Joana Marques Vidal: "Não é fácil a minha herança perder-se"

Sem confirmar se poderá assumir um segundo mandato como Procuradora-Geral da República, Joana Marques Vidal mostra-se confiante de que algo mudou com o seu mandato. Garante que o "Ministério Público não voltará ao que era". E não lê na intervenção de Marcelo sobre o caso Tancos qualquer forma de pressão

A pergunta para um milhão ficou sem resposta, mas numa coisa Joana Marques Vidal foi perentória: depois da sua passagem pela Procuradoria-Geral da República nada voltará ao que era antes. "As instituições dependem muito das pessoas que têm à frente mas também têm vida por si mesmas. Há um Ministério Púbico que nunca voltará atrás, há hoje uma cultura e uma maneira de estar que prosseguirá caminho. Há questões práticas que podem ir ou não no sentido que eu lhes imprimo hoje, mas isso é da vida das instituições.
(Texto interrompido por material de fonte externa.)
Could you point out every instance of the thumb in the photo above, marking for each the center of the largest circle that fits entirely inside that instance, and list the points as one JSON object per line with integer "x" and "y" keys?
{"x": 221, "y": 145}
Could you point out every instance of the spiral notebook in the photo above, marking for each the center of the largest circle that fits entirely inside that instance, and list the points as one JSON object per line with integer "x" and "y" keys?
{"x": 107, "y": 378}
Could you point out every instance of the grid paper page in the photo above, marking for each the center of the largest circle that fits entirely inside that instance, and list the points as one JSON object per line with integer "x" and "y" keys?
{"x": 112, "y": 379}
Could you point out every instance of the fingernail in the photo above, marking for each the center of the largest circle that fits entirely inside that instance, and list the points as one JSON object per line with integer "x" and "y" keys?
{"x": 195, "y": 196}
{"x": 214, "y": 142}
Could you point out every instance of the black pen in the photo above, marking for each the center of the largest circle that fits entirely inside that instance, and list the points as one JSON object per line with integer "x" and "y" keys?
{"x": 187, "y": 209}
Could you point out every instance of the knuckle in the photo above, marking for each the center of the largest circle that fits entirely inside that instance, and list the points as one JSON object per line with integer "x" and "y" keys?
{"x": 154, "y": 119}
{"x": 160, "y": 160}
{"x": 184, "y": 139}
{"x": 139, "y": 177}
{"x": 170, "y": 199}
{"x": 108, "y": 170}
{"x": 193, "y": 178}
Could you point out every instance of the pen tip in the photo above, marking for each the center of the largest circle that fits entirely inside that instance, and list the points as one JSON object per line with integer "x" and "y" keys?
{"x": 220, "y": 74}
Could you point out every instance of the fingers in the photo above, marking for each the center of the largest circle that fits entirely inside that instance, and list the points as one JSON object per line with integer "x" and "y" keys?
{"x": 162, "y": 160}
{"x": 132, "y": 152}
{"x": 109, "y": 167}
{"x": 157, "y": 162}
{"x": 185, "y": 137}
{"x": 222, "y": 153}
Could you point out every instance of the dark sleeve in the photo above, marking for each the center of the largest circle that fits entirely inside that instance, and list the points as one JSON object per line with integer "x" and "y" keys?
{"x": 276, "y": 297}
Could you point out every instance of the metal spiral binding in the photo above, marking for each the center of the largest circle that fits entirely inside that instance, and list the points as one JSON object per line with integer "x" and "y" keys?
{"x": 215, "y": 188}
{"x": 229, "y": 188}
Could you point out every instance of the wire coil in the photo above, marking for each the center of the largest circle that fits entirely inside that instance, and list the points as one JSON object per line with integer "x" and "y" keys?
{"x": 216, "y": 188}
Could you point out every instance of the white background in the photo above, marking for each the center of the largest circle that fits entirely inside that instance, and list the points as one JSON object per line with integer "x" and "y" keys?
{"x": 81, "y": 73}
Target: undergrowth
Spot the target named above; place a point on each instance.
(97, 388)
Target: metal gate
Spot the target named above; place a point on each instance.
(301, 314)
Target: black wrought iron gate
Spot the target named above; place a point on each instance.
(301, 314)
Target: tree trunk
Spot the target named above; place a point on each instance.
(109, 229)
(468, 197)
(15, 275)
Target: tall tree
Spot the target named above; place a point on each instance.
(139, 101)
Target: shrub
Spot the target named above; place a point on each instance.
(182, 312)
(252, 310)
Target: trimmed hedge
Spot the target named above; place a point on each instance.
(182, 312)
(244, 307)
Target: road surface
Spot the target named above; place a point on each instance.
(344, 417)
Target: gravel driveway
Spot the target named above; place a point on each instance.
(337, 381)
E quero acreditar que não é fácil perder a minha herança", afirmou ontem à noite, num jantar-debate organizado pelo grupo Portugal XXI - Ideias para Portugal no século XXI ("think tank fundado por 21 cidadãos com diferentes experiências profissionais e sensibilidades políticas mas com um interesse comum, a causa pública") no hotel Sheraton.

Garantindo que os processos não são marca de água dos procuradores, concedeu numa coisa: "A marca de água do meu mandato é ter posto a máquina a funcionar no âmbito do que é a justiça."

Questionada também sobre se entendia a nota de Marcelo - sobre a urgência em resolver o caso do roubo de armas em Tancos, no dia em que faz um ano sobre o acontecimento -, rejeitou essa ideia. "O Presidente da República exprimiu o verdadeiro sentido do que é a separação de poderes. A investigação compete ao Ministério Público e estamos a aguardar o resultado", disse, sublinhando estar a acompanhar o caso.

Sobe a sua renovação de mandato, assunto que tem sido amplamente discutido - seria algo inédito ver um PGR cumprir um segundo mandato -, a PGR preferiu não responder. "O mandato e a competência para nomear a PGR é do Presidente da República, por proposta do governo. Não posso pronunciar-me portanto sobre isso, pois qualquer resposta seria sujeita a interpretações. Eu tenho de respeitar o quadro institucional. Seria uma interferência abusiva da minha parte fazê-lo e mesmo que não fosse uma ingerência o respeito institucional impede-me de me pronunciar."